I seem to remember seeing the Northern Lights from Drybrook round about 1946.
Are there any records to confirm this ?
Gerrym
Aurora Borealis
by ChrisW , Tuesday, September 09, 2008, 13:18 (5928 days ago) @ gerrym
From the American Physical Society.
I wonder if this is what you saw?
Received 28 October 1946
The meteor shower of October 9-10, 1946, produced intense ionization in the upper atmosphere. This phenomenon provides the first opportunity to calculate directly the energy required to produce an ionospheric layer. The necessary power is found to be a few watts per square kilometer, a value comfortably exceeded by the blackbody radiation of the sun in the region of 1000A.
Aurora Borealis
by gerrym , Wednesday, September 10, 2008, 14:53 (5927 days ago) @ ChrisW
Thanks for the information - it could be the explanation, though I distinctly remember a greenish glow in the sky looking north from our house, which seemed to last for quite a time. My father took me outside to watch and he said it was the Northern Lights.
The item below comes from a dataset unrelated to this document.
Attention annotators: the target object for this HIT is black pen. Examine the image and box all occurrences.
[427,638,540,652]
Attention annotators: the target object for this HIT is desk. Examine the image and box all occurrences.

I am not positive about the date, though it was in the middle 1940s.
Gerrym
Aurora Borealis
by Janet Marrott, Monday, September 15, 2008, 06:20 (5923 days ago) @ gerrym
I do not remember this event in 1946 but can tell you that it happened in the 1960s and 1970s when we lived on the top of Ruardean Hill. The Aurora Borealis is caused by the sun bouncing off the ice at the North Pole. I remember it lasting for up to an hour. Absolute magic!